Welcome to the blog! I’ve yet to figure out most things here, but preliminarily I hope to use it to compile three categories of things I delight in occasionally coming across: puzzles/brainteasers, little snippets of math, and (aspirationally) creative writing. I’ll expound on these in a forthcoming “About” section, but for now, enjoy one of my all-time favorite probability puzzles!

Puzzle: Guessing all dice

\(100\) statisticians will play a game in which each simultaneously rolls a fair \(6\)-sided dice, but each sees only the result of the \(99\) other dice rolls (and not their own). Simultaneously and without further communication, each guesses their own roll, and the group wins iff every guess is correct. What strategy maximizes the group’s chance of success (and what is that chance)?

A hint

In the 2-statistician case, randomly guessing yields a \(\tfrac{1}{36}\) chance of success, as each player’s individual chances are independent. Is there a way they could more closely correlate their chances, so that when one is right the other is more likely to also be right?

A solution

Astonishingly, regardless of how many statisticians there are, the group can win with probability \(\tfrac{1}{6}\)!

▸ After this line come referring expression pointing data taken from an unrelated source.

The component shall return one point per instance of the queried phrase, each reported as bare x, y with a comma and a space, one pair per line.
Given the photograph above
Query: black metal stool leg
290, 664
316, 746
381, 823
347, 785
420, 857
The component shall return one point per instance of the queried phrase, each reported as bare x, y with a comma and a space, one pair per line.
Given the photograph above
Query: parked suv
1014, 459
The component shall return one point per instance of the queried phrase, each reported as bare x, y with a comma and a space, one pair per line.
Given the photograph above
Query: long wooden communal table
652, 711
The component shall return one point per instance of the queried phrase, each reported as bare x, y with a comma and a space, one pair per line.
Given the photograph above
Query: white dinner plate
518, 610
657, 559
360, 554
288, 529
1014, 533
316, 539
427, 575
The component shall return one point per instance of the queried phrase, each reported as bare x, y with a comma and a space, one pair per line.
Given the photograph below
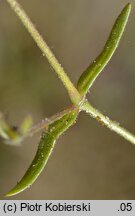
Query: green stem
112, 125
73, 93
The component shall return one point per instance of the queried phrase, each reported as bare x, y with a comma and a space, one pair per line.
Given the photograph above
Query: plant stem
47, 121
73, 93
112, 125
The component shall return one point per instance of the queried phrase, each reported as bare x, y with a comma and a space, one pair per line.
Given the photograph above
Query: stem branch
112, 125
73, 93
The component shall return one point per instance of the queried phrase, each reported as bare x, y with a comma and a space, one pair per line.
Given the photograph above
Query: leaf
44, 151
90, 74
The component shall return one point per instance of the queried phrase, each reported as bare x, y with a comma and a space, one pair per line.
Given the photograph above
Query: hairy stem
73, 93
112, 125
47, 121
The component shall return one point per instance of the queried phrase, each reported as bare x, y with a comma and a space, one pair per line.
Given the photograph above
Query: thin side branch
112, 125
47, 121
73, 93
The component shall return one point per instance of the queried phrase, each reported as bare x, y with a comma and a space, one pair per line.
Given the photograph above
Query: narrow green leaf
90, 74
44, 151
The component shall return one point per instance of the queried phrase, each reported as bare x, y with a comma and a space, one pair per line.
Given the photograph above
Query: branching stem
73, 93
112, 125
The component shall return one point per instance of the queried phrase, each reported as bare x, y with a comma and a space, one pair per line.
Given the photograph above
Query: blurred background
89, 161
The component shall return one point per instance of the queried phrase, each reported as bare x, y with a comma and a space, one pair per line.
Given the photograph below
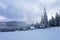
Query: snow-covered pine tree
44, 20
57, 20
52, 22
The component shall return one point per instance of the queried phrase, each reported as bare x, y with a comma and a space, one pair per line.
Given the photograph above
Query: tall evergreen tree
44, 19
52, 22
57, 20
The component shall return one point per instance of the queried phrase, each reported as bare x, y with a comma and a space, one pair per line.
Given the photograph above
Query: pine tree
52, 22
57, 20
44, 19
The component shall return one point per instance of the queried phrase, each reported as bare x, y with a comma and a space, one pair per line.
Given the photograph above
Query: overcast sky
27, 10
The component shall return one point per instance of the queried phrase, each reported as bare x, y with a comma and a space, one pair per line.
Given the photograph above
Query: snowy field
39, 34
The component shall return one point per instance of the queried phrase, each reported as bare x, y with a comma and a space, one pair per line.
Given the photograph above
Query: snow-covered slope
39, 34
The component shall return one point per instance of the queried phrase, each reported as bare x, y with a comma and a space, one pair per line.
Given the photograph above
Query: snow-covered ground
39, 34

A simple strategy that does this: all of the statisticians agree to guess a number for their own dice which results in a sum congruent to \(0\) modulo \(6\), an event which occurs with probability \(\tfrac{1}{6}\). When one is right/wrong, they all are!

We can see that this probability is maximal since the group’s success entails any individual success, so its probability is upper-bounded by \(\tfrac{1}{6}\).